Mr. Right and I were discussing the results of this week's Republican primaries a little while ago. He mentioned that some people have claimed that the Tea Party movement had shown its weakness by failing to boost insurgent J. D. Hayworth to victory over John McCain in the Arizona senatorial primary. Mr. Right himself was perplexed by the inconsistency between McCain's victory and a poll showing that a minority of Arizona Republicans had a favorable opinion of the incumbent Senator. He attributed McCain's survival to an open-primary rule in Arizona and to Sarah Palin's refusal, out of respect for her former running mate, to campaign for Hayworth. I reminded him that Palin had, in fact, gone to Arizona to campaign for McCain, but that didn't necessarily change his estimate of her significance as a factor in the Arizona campaign.

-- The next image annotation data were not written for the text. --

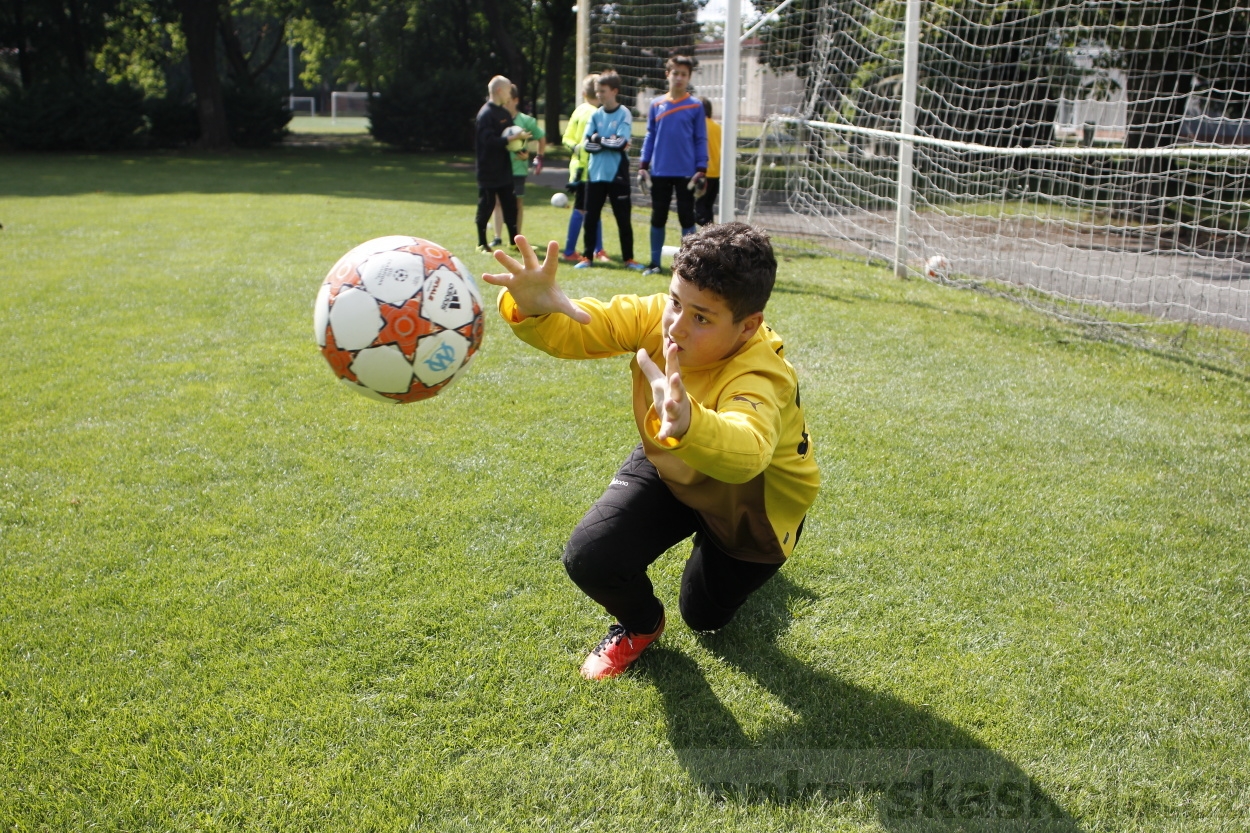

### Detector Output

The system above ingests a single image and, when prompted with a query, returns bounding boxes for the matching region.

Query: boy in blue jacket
[638,55,708,275]
[574,70,643,270]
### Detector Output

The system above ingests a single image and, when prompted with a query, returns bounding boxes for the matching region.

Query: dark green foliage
[369,69,486,150]
[0,76,146,150]
[144,95,200,148]
[221,85,291,148]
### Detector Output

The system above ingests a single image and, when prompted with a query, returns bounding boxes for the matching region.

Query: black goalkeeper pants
[581,178,634,260]
[564,444,781,633]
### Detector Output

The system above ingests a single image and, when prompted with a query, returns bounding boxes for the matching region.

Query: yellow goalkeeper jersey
[561,101,599,183]
[499,291,820,563]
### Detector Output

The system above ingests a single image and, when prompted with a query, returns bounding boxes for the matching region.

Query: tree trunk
[13,0,35,90]
[481,0,530,90]
[178,0,230,150]
[543,25,581,145]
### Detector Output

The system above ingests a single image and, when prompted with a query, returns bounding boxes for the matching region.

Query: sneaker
[581,613,664,679]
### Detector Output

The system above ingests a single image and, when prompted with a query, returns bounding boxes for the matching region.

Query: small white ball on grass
[925,255,950,278]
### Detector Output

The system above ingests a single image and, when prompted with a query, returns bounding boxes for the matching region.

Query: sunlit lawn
[0,146,1250,832]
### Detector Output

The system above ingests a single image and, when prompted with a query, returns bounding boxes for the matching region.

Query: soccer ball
[504,124,525,153]
[925,255,950,280]
[313,235,485,403]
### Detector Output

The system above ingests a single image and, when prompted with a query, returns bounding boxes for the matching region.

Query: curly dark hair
[673,223,778,321]
[664,55,695,75]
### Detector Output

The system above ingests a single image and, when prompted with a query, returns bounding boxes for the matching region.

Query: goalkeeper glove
[686,170,708,200]
[638,168,651,196]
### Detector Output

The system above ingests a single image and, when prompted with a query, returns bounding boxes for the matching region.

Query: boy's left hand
[638,344,690,440]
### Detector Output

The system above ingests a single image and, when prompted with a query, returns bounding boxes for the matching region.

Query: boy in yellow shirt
[695,96,720,225]
[483,223,820,679]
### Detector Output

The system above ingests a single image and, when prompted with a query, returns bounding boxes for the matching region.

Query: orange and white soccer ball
[313,235,485,403]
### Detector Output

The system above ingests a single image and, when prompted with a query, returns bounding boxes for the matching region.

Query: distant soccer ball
[925,255,950,279]
[313,235,485,403]
[504,124,525,153]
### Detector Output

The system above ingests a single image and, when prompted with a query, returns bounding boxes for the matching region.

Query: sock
[564,209,585,255]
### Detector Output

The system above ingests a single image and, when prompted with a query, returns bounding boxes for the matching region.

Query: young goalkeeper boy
[483,223,820,679]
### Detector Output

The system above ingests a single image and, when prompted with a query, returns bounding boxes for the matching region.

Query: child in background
[564,74,608,263]
[695,96,720,225]
[474,75,529,254]
[483,223,820,679]
[575,70,644,271]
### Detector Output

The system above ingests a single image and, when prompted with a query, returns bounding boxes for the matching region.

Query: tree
[539,0,581,138]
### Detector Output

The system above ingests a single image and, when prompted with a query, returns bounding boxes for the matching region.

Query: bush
[0,76,148,151]
[221,85,291,148]
[369,70,485,150]
[144,95,200,148]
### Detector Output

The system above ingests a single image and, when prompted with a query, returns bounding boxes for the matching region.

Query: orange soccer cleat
[581,614,664,679]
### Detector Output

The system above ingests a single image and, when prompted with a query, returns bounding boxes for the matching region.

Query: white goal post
[286,95,316,115]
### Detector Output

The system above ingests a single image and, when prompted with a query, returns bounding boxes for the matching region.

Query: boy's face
[595,84,616,110]
[663,274,764,368]
[666,64,690,95]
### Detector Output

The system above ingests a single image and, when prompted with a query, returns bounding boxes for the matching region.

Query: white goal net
[591,0,1250,350]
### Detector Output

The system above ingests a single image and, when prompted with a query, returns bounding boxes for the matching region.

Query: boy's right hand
[481,234,590,324]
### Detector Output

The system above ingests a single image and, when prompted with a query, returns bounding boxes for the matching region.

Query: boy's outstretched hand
[481,234,592,325]
[638,339,690,440]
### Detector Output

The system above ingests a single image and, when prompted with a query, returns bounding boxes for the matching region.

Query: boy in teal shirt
[491,84,546,250]
[575,70,644,271]
[563,73,608,263]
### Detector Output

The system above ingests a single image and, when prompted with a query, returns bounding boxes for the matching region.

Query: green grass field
[0,145,1250,833]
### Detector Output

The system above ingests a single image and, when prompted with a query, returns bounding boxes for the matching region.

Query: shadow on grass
[644,574,1080,833]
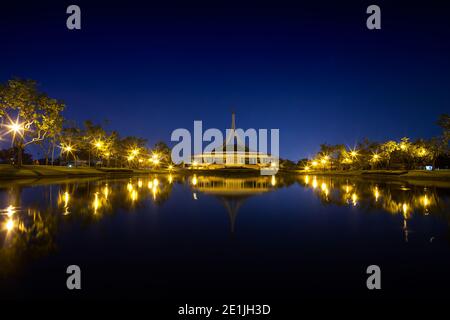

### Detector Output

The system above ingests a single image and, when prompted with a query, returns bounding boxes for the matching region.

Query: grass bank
[296,170,450,182]
[0,165,172,180]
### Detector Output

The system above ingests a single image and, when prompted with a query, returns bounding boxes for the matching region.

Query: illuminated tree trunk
[52,139,55,166]
[17,140,23,168]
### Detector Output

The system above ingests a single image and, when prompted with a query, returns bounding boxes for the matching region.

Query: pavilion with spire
[192,112,274,169]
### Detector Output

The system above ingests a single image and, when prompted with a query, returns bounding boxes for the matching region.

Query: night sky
[0,0,450,160]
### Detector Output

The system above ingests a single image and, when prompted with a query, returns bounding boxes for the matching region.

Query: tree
[0,79,65,166]
[380,140,398,169]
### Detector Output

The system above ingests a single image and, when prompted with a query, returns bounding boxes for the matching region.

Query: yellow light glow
[270,176,277,187]
[5,219,15,232]
[402,203,409,217]
[64,191,70,208]
[127,182,133,192]
[352,193,358,206]
[95,141,103,149]
[103,184,110,200]
[373,187,380,201]
[6,205,15,218]
[423,195,430,207]
[131,190,138,201]
[320,182,329,196]
[92,192,100,214]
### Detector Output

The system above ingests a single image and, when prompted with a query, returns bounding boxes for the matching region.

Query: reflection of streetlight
[5,116,25,142]
[5,218,15,232]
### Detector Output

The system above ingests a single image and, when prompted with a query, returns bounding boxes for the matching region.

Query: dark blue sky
[0,0,450,160]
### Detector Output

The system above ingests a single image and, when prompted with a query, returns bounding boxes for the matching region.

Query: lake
[0,174,450,303]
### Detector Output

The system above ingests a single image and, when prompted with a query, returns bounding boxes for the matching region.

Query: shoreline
[0,165,450,183]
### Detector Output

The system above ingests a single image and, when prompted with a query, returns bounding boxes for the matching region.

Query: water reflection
[0,174,450,273]
[191,175,276,233]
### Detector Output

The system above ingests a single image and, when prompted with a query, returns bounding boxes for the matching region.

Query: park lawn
[298,170,450,181]
[0,164,106,179]
[0,164,177,179]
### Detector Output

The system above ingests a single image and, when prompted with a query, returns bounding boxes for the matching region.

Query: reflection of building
[193,176,274,232]
[192,112,275,169]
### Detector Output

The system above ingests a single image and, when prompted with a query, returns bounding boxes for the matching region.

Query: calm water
[0,175,450,303]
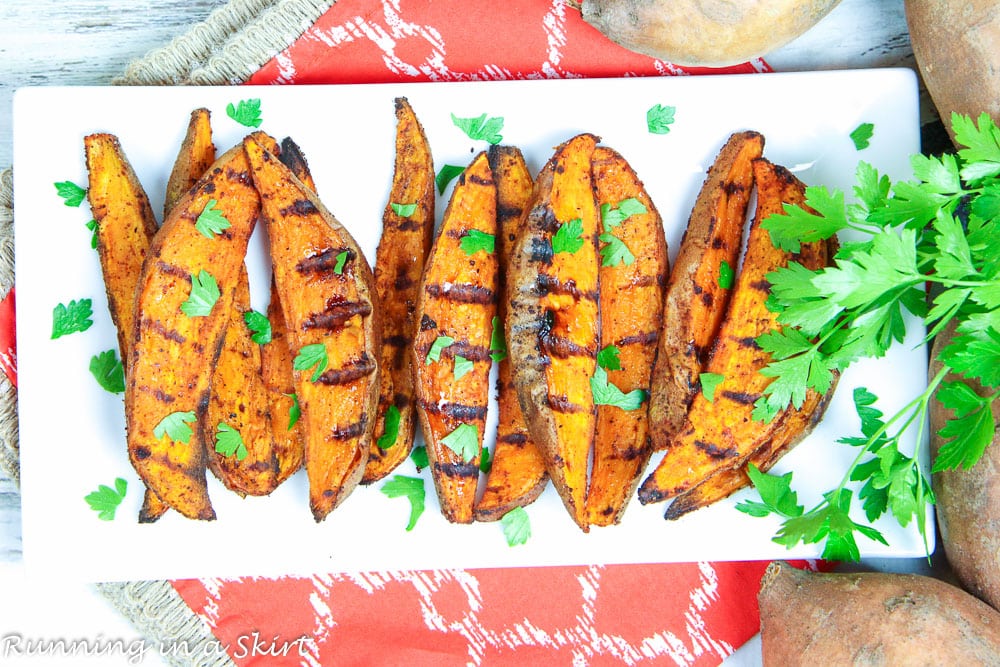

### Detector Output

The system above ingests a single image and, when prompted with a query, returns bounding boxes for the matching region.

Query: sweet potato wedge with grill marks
[244,137,381,522]
[163,109,215,218]
[506,134,600,531]
[84,134,169,523]
[125,134,282,519]
[639,158,828,503]
[201,266,278,496]
[475,145,549,521]
[649,131,764,450]
[361,97,435,484]
[413,152,498,523]
[587,147,669,526]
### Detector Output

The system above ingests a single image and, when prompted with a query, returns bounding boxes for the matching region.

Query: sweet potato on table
[649,132,764,450]
[506,134,600,531]
[587,147,668,526]
[757,562,1000,667]
[362,97,435,484]
[413,153,498,523]
[163,109,215,218]
[125,134,274,519]
[244,137,381,521]
[83,134,169,523]
[475,145,549,521]
[639,158,828,503]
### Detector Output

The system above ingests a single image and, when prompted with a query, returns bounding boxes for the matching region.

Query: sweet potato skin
[244,137,381,522]
[649,131,764,450]
[587,147,668,526]
[163,109,215,218]
[125,134,274,519]
[929,327,1000,609]
[639,158,828,503]
[361,97,435,484]
[475,145,549,521]
[757,561,1000,666]
[412,152,498,523]
[505,134,600,531]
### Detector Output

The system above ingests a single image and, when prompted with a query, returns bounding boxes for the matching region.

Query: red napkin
[7,0,788,667]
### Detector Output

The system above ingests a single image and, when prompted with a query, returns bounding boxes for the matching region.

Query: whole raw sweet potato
[582,0,840,67]
[930,327,1000,609]
[757,562,1000,667]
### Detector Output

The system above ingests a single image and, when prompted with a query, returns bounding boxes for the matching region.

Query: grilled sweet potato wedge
[361,97,434,484]
[649,132,764,450]
[125,134,273,519]
[83,134,169,523]
[200,266,278,496]
[244,137,381,521]
[475,145,549,521]
[663,374,836,520]
[163,109,215,218]
[506,134,600,531]
[639,158,828,503]
[413,152,498,523]
[587,147,669,526]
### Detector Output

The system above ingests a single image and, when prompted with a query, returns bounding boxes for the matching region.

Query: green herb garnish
[83,477,128,521]
[52,181,87,208]
[181,269,222,317]
[153,410,198,444]
[459,229,496,255]
[379,475,427,531]
[194,199,232,239]
[744,114,1000,560]
[226,98,261,127]
[292,343,330,382]
[500,507,531,547]
[52,299,94,340]
[552,218,583,254]
[434,164,465,195]
[851,123,875,151]
[90,350,125,394]
[451,114,503,144]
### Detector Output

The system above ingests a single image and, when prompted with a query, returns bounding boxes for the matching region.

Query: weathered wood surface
[0,0,915,561]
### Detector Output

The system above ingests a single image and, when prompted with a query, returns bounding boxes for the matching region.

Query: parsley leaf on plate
[379,475,426,531]
[646,104,677,134]
[451,114,503,144]
[52,299,94,340]
[500,507,531,547]
[53,181,87,208]
[181,269,222,317]
[292,343,330,382]
[215,422,249,461]
[226,98,262,127]
[243,310,271,345]
[153,410,198,444]
[459,229,496,255]
[552,218,583,254]
[83,477,128,521]
[90,349,125,394]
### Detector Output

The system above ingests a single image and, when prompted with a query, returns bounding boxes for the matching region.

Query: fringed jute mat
[0,0,336,667]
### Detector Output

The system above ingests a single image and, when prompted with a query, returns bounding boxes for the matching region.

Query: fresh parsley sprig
[740,114,1000,560]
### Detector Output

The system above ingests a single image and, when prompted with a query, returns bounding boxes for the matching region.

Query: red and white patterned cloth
[0,0,792,667]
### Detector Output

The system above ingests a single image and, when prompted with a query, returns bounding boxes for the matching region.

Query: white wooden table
[0,0,926,664]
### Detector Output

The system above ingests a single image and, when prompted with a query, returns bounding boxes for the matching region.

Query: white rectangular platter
[14,69,933,581]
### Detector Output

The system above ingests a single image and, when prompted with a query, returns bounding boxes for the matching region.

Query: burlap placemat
[0,0,336,667]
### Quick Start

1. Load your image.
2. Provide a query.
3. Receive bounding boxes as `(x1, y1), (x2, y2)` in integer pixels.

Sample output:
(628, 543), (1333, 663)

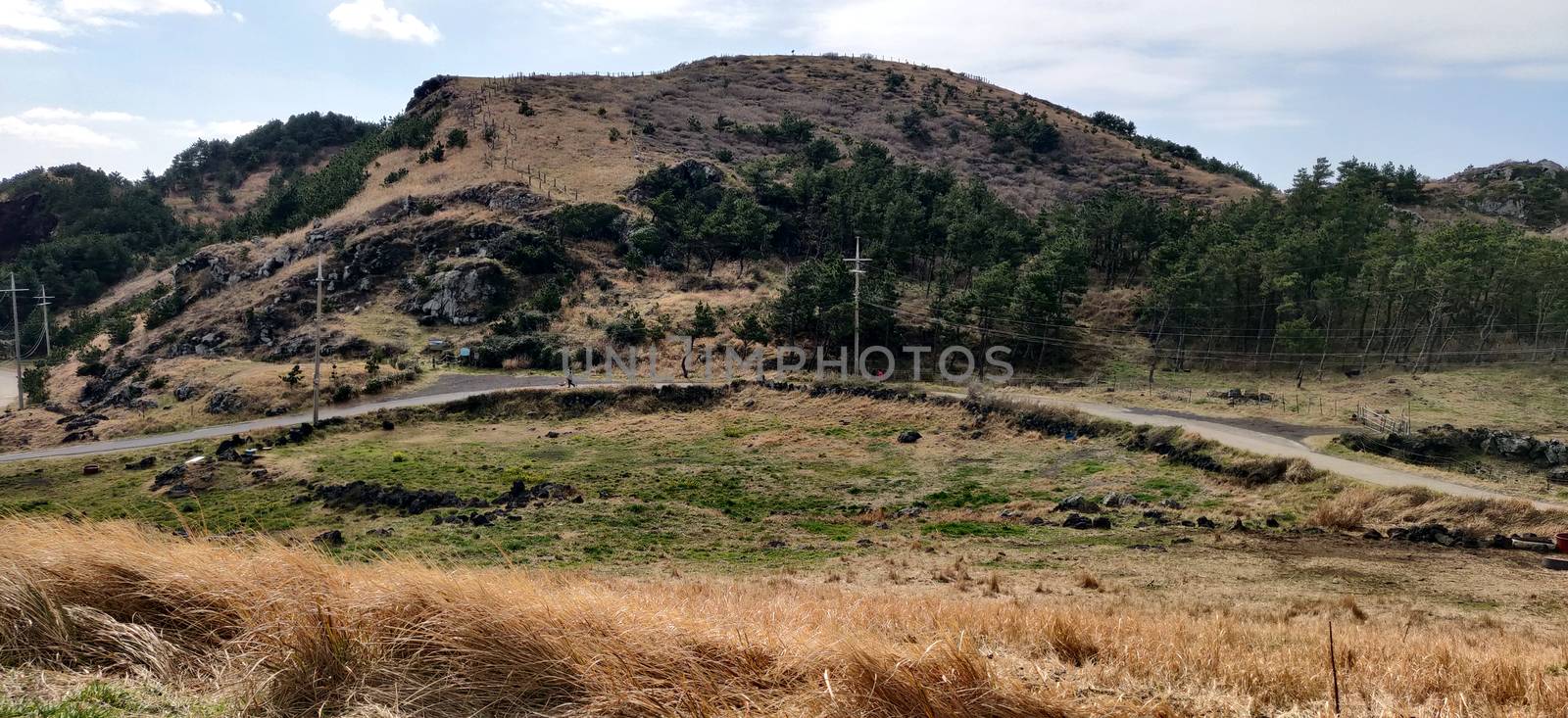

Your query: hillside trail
(978, 392), (1568, 511)
(0, 373), (1568, 511)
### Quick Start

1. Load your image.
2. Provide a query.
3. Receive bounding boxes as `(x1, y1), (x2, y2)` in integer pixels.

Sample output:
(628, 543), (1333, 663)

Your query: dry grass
(0, 520), (1568, 716)
(1309, 486), (1568, 535)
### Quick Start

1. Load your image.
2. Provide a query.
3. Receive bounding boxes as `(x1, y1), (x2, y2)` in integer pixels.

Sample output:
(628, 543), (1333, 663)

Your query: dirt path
(0, 375), (583, 464)
(1005, 394), (1568, 509)
(0, 375), (1568, 509)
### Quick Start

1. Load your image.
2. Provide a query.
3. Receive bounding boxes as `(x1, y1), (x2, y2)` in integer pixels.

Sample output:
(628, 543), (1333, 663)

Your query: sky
(0, 0), (1568, 186)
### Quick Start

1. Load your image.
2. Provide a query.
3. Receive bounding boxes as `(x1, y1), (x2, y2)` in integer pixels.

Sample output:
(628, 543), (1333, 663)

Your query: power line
(0, 271), (26, 409)
(868, 303), (1552, 365)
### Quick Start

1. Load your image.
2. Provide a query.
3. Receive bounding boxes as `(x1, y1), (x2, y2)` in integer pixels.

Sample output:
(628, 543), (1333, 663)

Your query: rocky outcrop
(403, 261), (513, 326)
(1335, 423), (1568, 469)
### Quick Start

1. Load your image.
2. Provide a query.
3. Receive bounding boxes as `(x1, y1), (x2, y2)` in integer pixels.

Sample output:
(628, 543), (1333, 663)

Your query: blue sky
(0, 0), (1568, 185)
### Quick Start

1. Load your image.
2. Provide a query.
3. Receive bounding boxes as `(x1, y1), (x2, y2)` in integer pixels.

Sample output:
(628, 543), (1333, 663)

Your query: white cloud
(0, 34), (58, 52)
(0, 0), (66, 33)
(0, 118), (136, 149)
(796, 0), (1568, 130)
(22, 107), (146, 122)
(326, 0), (441, 45)
(165, 120), (262, 139)
(0, 0), (222, 52)
(546, 0), (770, 33)
(60, 0), (222, 22)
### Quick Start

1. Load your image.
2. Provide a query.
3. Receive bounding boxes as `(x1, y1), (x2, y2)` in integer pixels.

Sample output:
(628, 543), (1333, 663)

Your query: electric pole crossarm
(0, 271), (26, 409)
(311, 254), (326, 426)
(845, 235), (870, 376)
(34, 285), (55, 360)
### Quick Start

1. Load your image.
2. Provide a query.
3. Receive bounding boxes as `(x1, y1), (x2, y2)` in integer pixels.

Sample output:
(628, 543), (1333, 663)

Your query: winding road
(984, 394), (1568, 511)
(0, 375), (1568, 509)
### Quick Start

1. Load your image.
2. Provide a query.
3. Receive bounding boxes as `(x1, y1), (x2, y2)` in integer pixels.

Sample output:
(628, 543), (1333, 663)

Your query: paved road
(984, 394), (1568, 509)
(0, 375), (562, 464)
(0, 375), (1568, 509)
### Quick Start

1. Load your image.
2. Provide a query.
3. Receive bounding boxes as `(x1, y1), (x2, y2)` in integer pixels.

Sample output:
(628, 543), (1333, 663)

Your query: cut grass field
(0, 387), (1568, 716)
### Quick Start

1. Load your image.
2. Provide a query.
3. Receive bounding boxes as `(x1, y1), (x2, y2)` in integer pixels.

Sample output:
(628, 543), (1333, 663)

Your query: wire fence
(486, 52), (990, 89)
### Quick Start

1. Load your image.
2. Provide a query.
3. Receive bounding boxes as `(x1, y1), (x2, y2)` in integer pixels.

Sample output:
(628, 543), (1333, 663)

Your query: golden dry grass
(1311, 486), (1568, 536)
(0, 520), (1568, 716)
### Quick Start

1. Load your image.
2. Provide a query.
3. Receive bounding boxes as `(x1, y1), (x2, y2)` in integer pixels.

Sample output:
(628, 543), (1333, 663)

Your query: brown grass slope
(0, 520), (1568, 716)
(370, 55), (1252, 212)
(116, 57), (1251, 359)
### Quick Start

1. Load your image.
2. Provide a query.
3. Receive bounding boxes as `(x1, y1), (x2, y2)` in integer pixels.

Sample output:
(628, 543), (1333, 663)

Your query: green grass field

Results in Arizona and Alaska raise the question of the co-existence or overlap of a Tea Party movement and a Palin movement. In her home state, an insurgent endorsed by Palin holds a slim lead over Senator Murkowski. Reporters describe the insurgent as a "Tea Party" candidate and his apparent victory as the latest triumph for the TP movement. But Mr. Right and I agree that the outcome may have been the same had there never been a Tea Party movement. Sarah Palin rose to power in Alaska as an enemy of the Murkowski family. According to the history we learned in 2008, Palin wished to be appointed to the U.S. Senate by Governor Murkowski, who instead appointed his own daughter in a stunning but regrettably not uncommon act of political nepotism. The indignant Palin then challenged Gov. Murkowski in a Republican primary and defeated him. Given this history, it'd be plausible for a Palin-sponsored insurgent to defeat a Murkowski without any larger movement to boost him.
Is Palin bigger than the Tea Parties? The Arizona primary might support the claim unless Mr. Right's hunch about the influence of non-Republicans in an open primary proves correct. I don't know enough about Arizona to be able to guess how such voters might have behaved. On one hand, people who cross party lines to vote in an open primary often like to make mischief by voting for the candidate they consider least electable in November. On that assumption, I'd expect them to vote for the extremist Hayworth. On the other hand, Arizona may be so securely Republican that the primary winner would be assured of a November victory. In that case, non-Republican voters would want to prevent the extremist from advancing. Exit polls may reveal the truth if any were taken; until then we're left with the bald fact that in a high-profile contest in which Palin went against the presumed will of Tea Partiers, the presumptive TP candidate lost. I don't know if there is or has been a more purely objective test on this year's schedule: a closed Republican primary in which Palin has campaigned against a perceived or designated Tea Party tribune. Of course, Arizona may prove an exceptional case because of Palin's sense of obligation to McCain. Elsewhere, she might be cunning enough not to perpetuate the appearance of defying the will of the TPs.
Palin's greatest power down the line may be an ability to keep Tea Partiers tethered to the Republican party. Even if she doesn't appear on the 2012 national ticket, if she manages to become the public face of the GOP as a campaigner and fundraiser she may continue to convince would-be insurgents that the Republicans are their party. But many TPs probably feel that way already. I see no indication that Hayworth, after denouncing McCain for months, will continue to campaign against him as an independent. Just as most disgruntled liberals and progressives act as if the Democratic party is theirs, so disgruntled conservatives and reactionaries still identify with the Republican party. In both cases, the real meaning of their feelings isn't that the party belongs to them, but that they belong to the party and the movement for which it supposedly stands. That will be their downfall, but who will they take down with them?